上記のことは編集上のルールなので、明快である。しかし、〈推敲〉と呼ばれる語句の練り直しに決まりきったルールがあるわけではない。作者自らが納得の行くまで表現や語感を研ぎ澄ます。五七五の余裕しかない俳句などにおいては推敲そのものが作品を形成すると言っても過言ではない。先日、古本屋で函に入った立派な『芭蕉全句集』を買った。前後して『日本語の古典』(山口仲美著)を読んでいたら、『奥の細道』にまつわる推敲のエピソードに出くわした。高校の古典の教師に聞かされたか別の本で読んだような記憶がある。
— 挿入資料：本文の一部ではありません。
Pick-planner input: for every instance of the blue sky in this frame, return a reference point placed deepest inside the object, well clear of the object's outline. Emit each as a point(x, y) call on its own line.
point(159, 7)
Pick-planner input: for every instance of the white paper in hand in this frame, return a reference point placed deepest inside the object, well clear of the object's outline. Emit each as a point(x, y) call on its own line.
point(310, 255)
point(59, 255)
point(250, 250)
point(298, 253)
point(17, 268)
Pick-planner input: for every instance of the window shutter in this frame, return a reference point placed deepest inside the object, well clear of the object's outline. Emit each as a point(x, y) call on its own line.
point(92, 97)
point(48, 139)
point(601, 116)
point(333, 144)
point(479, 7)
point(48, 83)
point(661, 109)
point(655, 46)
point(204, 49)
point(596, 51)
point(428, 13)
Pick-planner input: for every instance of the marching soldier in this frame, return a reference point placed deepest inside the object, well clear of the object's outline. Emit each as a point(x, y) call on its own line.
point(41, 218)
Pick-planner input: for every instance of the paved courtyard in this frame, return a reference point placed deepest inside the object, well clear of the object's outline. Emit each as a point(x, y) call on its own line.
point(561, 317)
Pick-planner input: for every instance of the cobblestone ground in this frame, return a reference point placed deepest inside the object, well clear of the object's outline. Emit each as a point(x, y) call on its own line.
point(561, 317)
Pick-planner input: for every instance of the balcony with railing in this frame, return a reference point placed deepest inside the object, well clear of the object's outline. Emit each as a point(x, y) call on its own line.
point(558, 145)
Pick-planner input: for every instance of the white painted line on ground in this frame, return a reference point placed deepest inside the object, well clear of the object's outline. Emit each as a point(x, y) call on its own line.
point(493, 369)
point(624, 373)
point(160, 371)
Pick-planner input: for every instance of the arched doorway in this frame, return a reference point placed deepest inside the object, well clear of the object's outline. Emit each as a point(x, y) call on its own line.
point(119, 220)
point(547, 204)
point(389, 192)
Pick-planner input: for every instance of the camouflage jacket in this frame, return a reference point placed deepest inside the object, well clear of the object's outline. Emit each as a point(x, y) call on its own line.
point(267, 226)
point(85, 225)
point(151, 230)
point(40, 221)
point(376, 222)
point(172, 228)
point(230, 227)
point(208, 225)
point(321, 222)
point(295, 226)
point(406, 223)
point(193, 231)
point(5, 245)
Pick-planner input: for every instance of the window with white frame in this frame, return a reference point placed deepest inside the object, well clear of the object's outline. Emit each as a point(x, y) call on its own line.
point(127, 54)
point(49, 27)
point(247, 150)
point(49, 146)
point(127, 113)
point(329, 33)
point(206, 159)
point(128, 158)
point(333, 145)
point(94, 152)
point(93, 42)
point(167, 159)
静寂な空間に大舞台を連想させる、「閑さや岩にしみ入る蝉の声」が完成するまでの練り直しの過程が紹介されている。最初に「山寺や石にしみつく蝉の声」が詠まれ、次いで「さびしさや岩にしみ込む蝉の声」と書き直された。これら二作なら自分でも作れそうだと思ってしまう。下の句の「蝉の声」だけ変化していないが、動詞は「しみつく」、「しみこむ」、「しみいる」と変化している。このように比較すると、「しみいる」が絶対のように見えてしまうから不思議である。なお、蝉の種類についてはアブラゼミかニイニイゼミかで論争があったそうだが、岩にしみいるのは「チー……ジー……」と鳴くニイニイゼミだろうという結論のようである。
「文章をチェックしました」よりも「文章を推敲しました」と言われるほうが信頼性が高そうに思える。「すいこう」という音の響きには文章が良くなったという印象が強い。推敲は「僧推月下門」に由来する。中国は唐の時代の賈島という詩人の詩の一句だが、門を推すの「推す」を「敲く」にするかどうかで迷っていた。韓愈の奨めで「推」を「敲」に変えたので、推敲が字句を練ることに用いられるようになったのである。
スタイルや表記の統一はある程度可能だが、こだわり出すと推敲は延々と続く。類語辞典を引いて、類語が三つや四つならいいが、何十とあると困り果てる。推敲は重要な作業ではあるが、語彙以上の表現やこなれ方を欲張ってはいけないのだろう。